A Câmara Municipal de Franca aprovou o projeto de lei sobre a destinação de área para a construção de hospital regional, o projeto é de autoria da Prefeitura de Franca. “A redação originária da Lei Municipal nº 7.259 previa a doação à Fazenda Estadual de uma área de 31.106,02 m² (trinta e um mil, cento e seis metros e dois centímetros quadrados, no lugar denominado “Espraiado”, com o objetivo de se implantar a denominada Cidade Judiciária”, justificou o Executivo.
O assunto gerou ampla discussão já que existe uma ação judicial ingressada pelos antigos donos da área. O vereador Daniel Bassi (PSDB) pediu adiamento da proposta por uma sessão para obter resposta aos questionamentos feitos por ele ao Poder Executivo. “Uma semana acho que é um tempo hábil para o Executivo responder e respeitar essa Casa de Leis, respeitar o Poder Legislativo e nada atrapalha o trâmite técnico do terreno do hospital” disse.
O vereador Marcelo Tidy (União) também se posicionou. “A Justiça vai determinar se está certo ou não. É sabido sim que tem um problema jurídico, questões jurídicas não são resolvidas na Câmara, sou favorável que se defina hoje”, disse.

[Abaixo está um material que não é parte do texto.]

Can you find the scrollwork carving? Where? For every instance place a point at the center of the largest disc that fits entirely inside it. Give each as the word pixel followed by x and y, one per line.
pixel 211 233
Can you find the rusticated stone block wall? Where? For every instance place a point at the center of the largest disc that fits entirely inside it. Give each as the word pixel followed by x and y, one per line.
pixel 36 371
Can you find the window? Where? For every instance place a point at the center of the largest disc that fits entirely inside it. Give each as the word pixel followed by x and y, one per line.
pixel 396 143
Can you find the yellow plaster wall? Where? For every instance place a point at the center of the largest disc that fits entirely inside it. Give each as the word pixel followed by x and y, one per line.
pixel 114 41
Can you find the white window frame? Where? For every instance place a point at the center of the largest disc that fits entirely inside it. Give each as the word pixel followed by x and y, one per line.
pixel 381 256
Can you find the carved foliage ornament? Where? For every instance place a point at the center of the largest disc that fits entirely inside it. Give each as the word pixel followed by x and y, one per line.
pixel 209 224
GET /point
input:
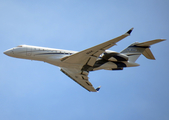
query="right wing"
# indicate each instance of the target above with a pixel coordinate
(89, 56)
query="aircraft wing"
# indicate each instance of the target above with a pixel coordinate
(81, 77)
(89, 56)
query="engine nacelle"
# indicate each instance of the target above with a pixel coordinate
(114, 56)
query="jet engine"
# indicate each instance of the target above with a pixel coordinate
(114, 56)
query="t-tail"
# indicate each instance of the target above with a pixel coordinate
(136, 49)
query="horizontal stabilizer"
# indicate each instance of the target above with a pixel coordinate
(148, 43)
(98, 88)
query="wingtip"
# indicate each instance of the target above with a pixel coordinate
(129, 32)
(98, 88)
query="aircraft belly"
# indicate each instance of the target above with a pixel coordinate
(106, 66)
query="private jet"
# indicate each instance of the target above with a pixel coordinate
(77, 65)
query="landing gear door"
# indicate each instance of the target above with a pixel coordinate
(29, 51)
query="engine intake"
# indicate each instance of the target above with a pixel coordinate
(114, 56)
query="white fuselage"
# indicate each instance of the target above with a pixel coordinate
(53, 56)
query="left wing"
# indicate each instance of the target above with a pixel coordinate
(89, 56)
(81, 77)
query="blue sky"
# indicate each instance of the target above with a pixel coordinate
(32, 90)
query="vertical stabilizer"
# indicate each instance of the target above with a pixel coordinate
(136, 49)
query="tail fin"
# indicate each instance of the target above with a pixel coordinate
(136, 49)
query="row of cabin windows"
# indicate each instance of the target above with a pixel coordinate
(53, 51)
(48, 50)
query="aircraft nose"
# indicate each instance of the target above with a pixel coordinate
(9, 52)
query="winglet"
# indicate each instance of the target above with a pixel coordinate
(98, 88)
(129, 32)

O vereador Pastor Palamoni (PSD) propôs a votação nominal para o pedido de adiamento do projeto. O vereador Carlinho Petrópolis (PL) que é o presidente da Comissão de Legislação, Redação e Justiça falou que os questionamentos foram respondidos pela Prefeitura e disse que acha que a Câmara tem que dar o aval para dar sequência e não perder tempo.
O vereador Gilson Pelizaro (PT) citou a questão política em torno do tema e defendeu “a gente não pode cercear o direito de um vereador a ter informações para balizar o seu voto, é imprescindível a informação”.

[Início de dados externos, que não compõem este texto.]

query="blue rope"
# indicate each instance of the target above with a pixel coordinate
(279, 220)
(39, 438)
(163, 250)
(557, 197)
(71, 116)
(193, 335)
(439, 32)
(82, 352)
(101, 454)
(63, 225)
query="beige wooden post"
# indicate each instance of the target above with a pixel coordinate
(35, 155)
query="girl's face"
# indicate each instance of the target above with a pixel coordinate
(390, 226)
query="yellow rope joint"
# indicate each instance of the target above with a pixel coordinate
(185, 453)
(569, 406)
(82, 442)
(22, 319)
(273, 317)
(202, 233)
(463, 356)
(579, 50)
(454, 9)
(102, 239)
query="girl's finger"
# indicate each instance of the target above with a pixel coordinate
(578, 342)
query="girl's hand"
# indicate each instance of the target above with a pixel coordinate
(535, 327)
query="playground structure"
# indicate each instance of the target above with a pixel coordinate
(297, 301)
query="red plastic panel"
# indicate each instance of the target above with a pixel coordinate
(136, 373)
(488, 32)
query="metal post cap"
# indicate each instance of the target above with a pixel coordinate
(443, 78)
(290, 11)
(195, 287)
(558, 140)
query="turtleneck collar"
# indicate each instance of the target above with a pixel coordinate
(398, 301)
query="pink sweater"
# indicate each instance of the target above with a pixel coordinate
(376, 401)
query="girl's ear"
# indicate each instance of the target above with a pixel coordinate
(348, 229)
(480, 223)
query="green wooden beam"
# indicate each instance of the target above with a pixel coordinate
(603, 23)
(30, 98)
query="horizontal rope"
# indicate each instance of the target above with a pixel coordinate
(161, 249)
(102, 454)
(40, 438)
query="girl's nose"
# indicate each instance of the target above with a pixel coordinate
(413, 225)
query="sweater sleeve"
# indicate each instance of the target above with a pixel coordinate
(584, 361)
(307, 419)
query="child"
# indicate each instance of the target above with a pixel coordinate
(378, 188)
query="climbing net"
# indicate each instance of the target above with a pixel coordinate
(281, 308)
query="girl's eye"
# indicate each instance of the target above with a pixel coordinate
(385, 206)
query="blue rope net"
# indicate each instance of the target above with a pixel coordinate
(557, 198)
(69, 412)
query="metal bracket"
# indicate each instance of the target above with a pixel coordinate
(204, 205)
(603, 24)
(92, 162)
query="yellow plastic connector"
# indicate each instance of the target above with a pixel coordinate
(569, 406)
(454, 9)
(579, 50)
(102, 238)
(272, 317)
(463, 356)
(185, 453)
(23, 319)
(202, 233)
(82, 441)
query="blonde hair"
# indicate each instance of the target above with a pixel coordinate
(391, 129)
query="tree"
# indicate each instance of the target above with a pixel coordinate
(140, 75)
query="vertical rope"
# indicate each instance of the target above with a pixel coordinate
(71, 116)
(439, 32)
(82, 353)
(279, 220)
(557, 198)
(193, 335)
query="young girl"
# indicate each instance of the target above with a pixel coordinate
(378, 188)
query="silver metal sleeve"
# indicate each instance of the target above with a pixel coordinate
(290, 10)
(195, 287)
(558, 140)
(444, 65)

“Hoje deveria ter alguém do departamento jurídico da Prefeitura explicando porque que a área está na Justiça”, cobrou Zezinho Cabeleireiro. O vereador Ilton Ferreira (PL) pontuou “o erro foi não mandar as respostas para o nobre parceiro, temos que respeitar cada um aqui e tempo que precisa nas suas respostas. Peço ao Executivo que dê as respostas para quem precisa”.
A vereadora Lurdinha Granzotte (União) pediu a palavra e apresentou respostas encaminhadas pelo Departamento Jurídico da Prefeitura alegando que não há impedimento legal quanto a proposta de destinação da área. “Eu como vereador jamais vou votar contra a questão do hospital, é um caso de saúde pública é de extrema necessidade, eu fico muito preocupado com o caminho que essa Câmara está tomando, sinto muito meus amigos, porque quando um vereador faz um pedido nós temos que obedecer e ver qual é a pretensão”, disse o vereador Della Motta (PODE).

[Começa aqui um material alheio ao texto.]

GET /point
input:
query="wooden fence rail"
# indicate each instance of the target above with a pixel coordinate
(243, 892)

Após o debate e os esclarecimentos, o vereador Daniel Bassi (PSDB) retirou o pedido de adiamento e o projeto foi aprovado por 12 votos favoráveis. O vereador Gilson Pelizaro (PT) votou contrário e justificou “quero deixar muito bem claro meu posicionamento, o parágrafo único do projeto de lei, não garante a construção de um hospital naquele lugar. Ele nem sequer cita a construção de um hospital como foi no caso da Cidade Judiciária”, afirmou.
O Jornal Verdade trouxe em primeira mão que a área que será destinada para a construção do hospital regional em Franca, é alvo de uma ação judicial, os antigos proprietários pedem que a área seja devolvida, ou que a Prefeitura pague uma indenização para eles, já que perderam com a não valorização da área, já que a cidade judiciária não foi construída, o que era o objetivo principal quando o local foi desapropriado.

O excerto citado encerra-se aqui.